# Thread: points on axis

1. ## points on axis

i've been set the question:

find the coordinates of the point on the y-axis which is equidistant from points A and D. point A is (0, 4) and D is (10, 6). i'm not sure how to go about figuring that one out. if any one could show me a step by step way of doing that, it would be appreciated.

thanks, Mark

2. Originally Posted by mark
i've been set the question:

find the coordinates of the point on the y-axis which is equidistant from points A and D. point A is (0, 4) and D is (10, 6). i'm not sure how to go about figuring that one out. if any one could show me a step by step way of doing that, it would be appreciated.

thanks, Mark
Mods please delete this post - I realised how dumb my answer was after I posted it...

3. do you mean add them together and divide by 2? because i'd only get 5. and thats not the answer given in the book. the answer is (0, 30) so i don't know how to get that

4. Originally Posted by mark
i've been set the question:

find the coordinates of the point on the y-axis which is equidistant from points A and D. point A is (0, 4) and D is (10, 6). i'm not sure how to go about figuring that one out. if any one could show me a step by step way of doing that, it would be appreciated.

thanks, Mark
The locus of all points equidistant to two fixed points is the perpendicular bisector of the distance between the two fixed ponts.

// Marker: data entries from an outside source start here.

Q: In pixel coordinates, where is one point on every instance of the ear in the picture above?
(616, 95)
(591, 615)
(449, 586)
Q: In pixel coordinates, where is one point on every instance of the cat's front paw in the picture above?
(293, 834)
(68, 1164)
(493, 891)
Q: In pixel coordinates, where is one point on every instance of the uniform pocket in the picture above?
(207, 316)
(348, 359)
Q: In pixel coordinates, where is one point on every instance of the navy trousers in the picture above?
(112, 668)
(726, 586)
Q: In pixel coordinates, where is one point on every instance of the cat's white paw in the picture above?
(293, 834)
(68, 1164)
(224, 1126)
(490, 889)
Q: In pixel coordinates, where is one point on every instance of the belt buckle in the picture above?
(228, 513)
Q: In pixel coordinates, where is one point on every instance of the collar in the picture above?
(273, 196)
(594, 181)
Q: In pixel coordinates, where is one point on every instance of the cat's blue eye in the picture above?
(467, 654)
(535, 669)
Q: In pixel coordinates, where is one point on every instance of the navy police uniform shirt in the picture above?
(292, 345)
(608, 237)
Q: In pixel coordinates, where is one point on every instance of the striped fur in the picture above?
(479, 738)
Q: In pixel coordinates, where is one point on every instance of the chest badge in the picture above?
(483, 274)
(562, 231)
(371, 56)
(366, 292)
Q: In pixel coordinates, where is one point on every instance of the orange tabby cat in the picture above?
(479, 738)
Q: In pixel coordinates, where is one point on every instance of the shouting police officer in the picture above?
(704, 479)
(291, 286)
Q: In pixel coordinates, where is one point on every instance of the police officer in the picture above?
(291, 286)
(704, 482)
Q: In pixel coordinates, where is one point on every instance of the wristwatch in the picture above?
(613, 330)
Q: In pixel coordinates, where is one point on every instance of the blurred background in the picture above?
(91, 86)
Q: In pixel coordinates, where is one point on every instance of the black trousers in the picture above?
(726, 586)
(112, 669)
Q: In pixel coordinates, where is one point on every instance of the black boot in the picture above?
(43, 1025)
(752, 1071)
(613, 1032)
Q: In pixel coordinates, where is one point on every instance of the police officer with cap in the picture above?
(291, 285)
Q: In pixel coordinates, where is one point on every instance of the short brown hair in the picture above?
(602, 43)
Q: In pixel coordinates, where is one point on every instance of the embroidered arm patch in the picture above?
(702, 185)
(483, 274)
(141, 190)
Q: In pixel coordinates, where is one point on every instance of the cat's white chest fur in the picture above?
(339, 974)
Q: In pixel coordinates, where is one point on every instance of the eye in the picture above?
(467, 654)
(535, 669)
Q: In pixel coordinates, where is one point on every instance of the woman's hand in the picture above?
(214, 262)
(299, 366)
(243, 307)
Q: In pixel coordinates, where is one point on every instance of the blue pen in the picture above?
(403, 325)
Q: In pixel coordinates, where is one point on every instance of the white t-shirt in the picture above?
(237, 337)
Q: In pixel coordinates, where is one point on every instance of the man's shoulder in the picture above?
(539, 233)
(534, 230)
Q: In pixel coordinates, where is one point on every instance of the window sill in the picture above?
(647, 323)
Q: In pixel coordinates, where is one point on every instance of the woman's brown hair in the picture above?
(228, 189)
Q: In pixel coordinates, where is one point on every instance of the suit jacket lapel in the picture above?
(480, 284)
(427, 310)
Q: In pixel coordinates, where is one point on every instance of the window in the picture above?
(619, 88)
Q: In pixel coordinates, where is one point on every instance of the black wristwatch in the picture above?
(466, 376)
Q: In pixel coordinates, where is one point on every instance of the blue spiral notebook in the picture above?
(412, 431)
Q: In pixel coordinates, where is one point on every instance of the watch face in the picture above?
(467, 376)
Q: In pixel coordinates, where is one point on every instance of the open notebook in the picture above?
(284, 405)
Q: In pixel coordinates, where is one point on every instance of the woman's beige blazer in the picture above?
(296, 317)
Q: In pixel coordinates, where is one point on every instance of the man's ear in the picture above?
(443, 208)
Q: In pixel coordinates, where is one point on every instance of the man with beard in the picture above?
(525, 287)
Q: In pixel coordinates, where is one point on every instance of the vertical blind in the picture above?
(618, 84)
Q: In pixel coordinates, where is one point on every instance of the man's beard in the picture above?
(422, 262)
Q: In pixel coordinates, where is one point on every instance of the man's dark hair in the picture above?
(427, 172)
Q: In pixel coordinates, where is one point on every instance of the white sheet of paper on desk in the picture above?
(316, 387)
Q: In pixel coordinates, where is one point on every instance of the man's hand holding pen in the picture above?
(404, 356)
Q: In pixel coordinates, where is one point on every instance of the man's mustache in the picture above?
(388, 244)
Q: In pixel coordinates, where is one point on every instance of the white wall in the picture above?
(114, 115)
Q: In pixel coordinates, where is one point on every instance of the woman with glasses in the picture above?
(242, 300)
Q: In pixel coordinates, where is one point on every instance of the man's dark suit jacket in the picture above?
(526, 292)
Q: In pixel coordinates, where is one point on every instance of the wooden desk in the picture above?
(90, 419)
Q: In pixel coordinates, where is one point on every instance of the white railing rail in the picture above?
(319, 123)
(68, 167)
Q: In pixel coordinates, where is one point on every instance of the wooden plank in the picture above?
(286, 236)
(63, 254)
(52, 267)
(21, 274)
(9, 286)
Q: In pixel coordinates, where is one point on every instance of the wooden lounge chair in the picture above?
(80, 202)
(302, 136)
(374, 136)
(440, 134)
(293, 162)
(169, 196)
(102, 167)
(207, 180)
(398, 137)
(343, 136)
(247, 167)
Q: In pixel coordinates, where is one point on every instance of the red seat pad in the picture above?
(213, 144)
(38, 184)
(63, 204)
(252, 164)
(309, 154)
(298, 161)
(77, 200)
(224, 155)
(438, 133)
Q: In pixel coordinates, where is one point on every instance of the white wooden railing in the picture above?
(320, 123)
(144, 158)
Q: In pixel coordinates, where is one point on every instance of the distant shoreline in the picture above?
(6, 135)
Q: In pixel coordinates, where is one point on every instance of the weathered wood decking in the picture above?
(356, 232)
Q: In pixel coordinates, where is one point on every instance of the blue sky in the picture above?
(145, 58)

I've attached a rough sketch of the situation. You have to perform the following steps:

1. Coordinates of the midpoint of AD.
2. Slope of AD
3. Perpendicular slope of AD
4. Equation of the line passing through the midpoint perpendicular to AD
5. Point of intersection of this line and the y-axis

5. thanks earboth, that was a good explanation

6. Originally Posted by mark
i've been set the question:

find the coordinates of the point on the y-axis which is equidistant from points A and D. point A is (0, 4) and D is (10, 6). i'm not sure how to go about figuring that one out. if any one could show me a step by step way of doing that, it would be appreciated.

thanks, Mark
Since the point you are looking for is on the y-axis it must be (0, y) for some number y. The distance from (0, y) to (0, 4) is |y- 4|. The distance from (0, y) to (10, 6) is $\sqrt{10^2+ (y- 6)^2}$. Since the point is equidistant from (0, 4) and (10, 6) we must have $|y- 4|= \sqrt{100+ (y- 6)^2}$.

Square both sides to get $(y- 4)^2= 100+ (y- 6)^2$, That is the same as $y^2- 8y+ 16= 100+ y^2- 12y+ 36$. Now the " $y^2$" terms cancel and you have an easy linear equation to solve for y.

I must say that, while earboth's method is correct, his graph is way off. It appears to give about (0, 17) as the solution and that is far from correct.